Le vieux sorcier pensait que le totem de la jeune femme était trop puissant, qu’il ne s’était jamais avoué vaincu, ce qui expliquait ces pertes de sang pendant sa grossesse, ainsi que la malformation du bébé. Quelle pitié, se disait-il, elle voulait tellement cet enfant.
— Mais Iza, il y a là de quoi nourrir tout le clan ! remarqua-t-il. Nous ne pourrons jamais manger tout ça.

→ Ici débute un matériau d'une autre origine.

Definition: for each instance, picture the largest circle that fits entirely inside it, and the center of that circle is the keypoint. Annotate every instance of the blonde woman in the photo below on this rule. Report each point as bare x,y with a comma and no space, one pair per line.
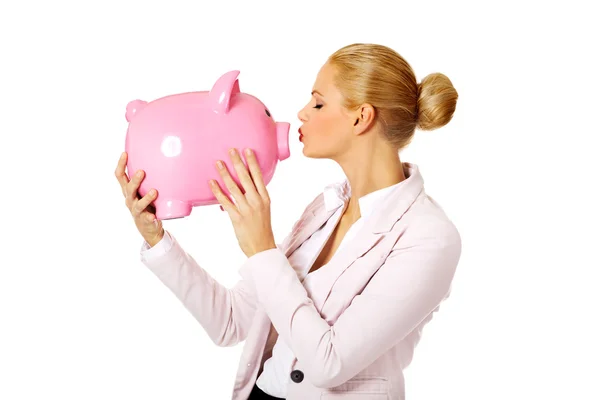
335,310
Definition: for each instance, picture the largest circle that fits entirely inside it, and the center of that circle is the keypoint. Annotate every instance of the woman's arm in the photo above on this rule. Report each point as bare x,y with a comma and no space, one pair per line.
225,314
411,283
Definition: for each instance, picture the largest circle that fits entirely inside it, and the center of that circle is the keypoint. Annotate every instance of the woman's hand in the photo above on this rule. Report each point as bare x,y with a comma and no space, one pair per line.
251,213
141,209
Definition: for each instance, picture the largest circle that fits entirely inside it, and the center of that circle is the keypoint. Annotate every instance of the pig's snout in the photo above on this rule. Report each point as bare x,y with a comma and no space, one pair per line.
283,145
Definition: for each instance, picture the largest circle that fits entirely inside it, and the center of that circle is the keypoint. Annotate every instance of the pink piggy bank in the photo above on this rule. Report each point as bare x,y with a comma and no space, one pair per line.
177,140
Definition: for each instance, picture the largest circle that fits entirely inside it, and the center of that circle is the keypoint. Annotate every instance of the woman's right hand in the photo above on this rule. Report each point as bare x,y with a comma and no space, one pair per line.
141,209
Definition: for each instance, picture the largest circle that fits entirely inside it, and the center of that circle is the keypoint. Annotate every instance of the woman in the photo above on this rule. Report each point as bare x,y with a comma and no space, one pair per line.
335,310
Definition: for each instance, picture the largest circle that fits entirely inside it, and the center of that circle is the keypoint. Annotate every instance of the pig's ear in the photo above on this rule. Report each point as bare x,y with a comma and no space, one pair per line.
222,92
133,107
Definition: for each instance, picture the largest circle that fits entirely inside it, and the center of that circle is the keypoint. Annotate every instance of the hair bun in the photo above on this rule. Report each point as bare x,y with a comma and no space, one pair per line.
436,102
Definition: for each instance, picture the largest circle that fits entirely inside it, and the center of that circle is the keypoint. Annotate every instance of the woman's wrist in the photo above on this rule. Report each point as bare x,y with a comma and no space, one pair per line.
155,239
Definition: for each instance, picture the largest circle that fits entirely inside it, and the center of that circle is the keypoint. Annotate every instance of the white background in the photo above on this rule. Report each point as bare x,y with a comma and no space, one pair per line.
516,169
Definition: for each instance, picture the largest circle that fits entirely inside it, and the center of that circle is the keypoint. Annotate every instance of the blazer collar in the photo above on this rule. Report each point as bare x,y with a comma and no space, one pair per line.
382,219
391,208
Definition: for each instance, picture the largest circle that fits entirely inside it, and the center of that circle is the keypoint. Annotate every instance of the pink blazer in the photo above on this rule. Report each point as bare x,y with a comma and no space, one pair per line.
356,334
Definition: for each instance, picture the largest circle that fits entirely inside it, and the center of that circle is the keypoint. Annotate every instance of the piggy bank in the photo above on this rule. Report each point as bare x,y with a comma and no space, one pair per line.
177,140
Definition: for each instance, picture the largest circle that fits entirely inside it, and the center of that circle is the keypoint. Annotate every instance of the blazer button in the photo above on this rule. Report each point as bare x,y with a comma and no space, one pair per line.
297,375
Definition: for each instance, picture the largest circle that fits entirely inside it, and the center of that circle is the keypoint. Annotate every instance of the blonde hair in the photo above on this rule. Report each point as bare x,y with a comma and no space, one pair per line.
379,76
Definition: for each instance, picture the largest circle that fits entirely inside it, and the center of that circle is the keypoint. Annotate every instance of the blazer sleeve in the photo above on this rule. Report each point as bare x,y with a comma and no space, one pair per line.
414,279
224,313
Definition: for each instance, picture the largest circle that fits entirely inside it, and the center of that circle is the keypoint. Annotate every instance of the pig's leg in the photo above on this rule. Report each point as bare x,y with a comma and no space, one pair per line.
171,209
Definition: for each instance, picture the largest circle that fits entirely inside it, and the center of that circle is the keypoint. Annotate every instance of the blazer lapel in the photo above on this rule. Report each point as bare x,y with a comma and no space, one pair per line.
378,225
310,221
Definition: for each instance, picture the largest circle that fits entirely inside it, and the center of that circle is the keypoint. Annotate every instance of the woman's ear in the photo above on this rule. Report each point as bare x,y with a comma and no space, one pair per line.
364,119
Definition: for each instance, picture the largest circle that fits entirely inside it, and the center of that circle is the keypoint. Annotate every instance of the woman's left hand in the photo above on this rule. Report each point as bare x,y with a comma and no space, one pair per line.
251,213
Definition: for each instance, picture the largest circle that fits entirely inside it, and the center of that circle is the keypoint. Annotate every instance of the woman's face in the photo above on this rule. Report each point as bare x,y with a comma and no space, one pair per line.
326,129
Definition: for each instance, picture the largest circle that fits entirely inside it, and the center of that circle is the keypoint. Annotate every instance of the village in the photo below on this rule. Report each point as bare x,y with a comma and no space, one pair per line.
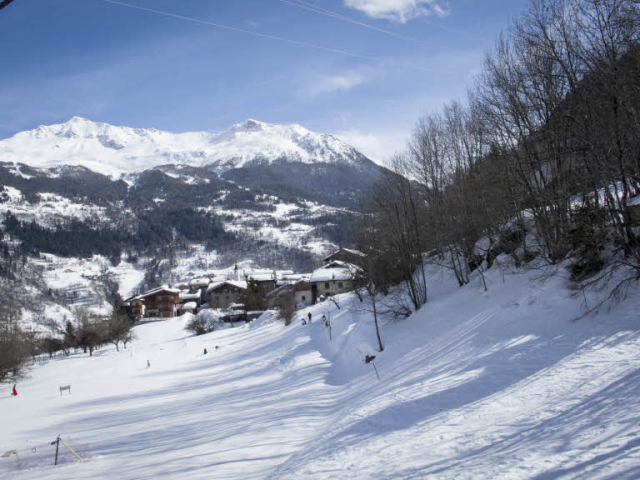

— C’est pour Ayla, répondit Iza en baissant la tête précipitamment. Iza a le cœur maternel, pensa le vieil homme. Mais Ayla a effectivement grand besoin de reprendre des forces. Elle mettra du temps avant de se remettre complètement. Je me demande si elle pourra jamais avoir un enfant normal.
Quand Ayla se leva, elle sentit la tête lui tourner et un flot de sang chaud couler. Elle avait le plus grand mal à faire un pas. A se voir si faible, elle eut un instant de panique. Seule sa farouche détermination à sauver son enfant la poussa à poursuivre son projet.
Il tombait une pluie fine quand elle quitta la caverne. Elle avait rangé une partie de ses affaires au fond de son panier, en les cachant sous le paquet à l’odeur forte de placenta, et elle dissimula le reste sous la grande fourrure dans laquelle elle s’était enveloppée, après avoir installé son bébé sur sa poitrine, dans une peau suspendue à son cou. Si elle se sentit légèrement mieux en pénétrant dans les bois, la nausée persistait. Arrivée au plus profond de la forêt, elle entreprit de creuser un trou, avec la plus grande difficulté tant elle était faible, où elle enterra le paquet contenant le délivre ainsi qu’Iza lui avait appris à le faire, sans oublier les signes symboliques. Puis elle regarda son fils, profondément endormi, et décida que personne ne le mettrait jamais dans un trou comme celui qu’elle venait de creuser. Elle commença alors sa pénible ascension vers les hauts pâturages, sans s’apercevoir que quelqu’un la suivait.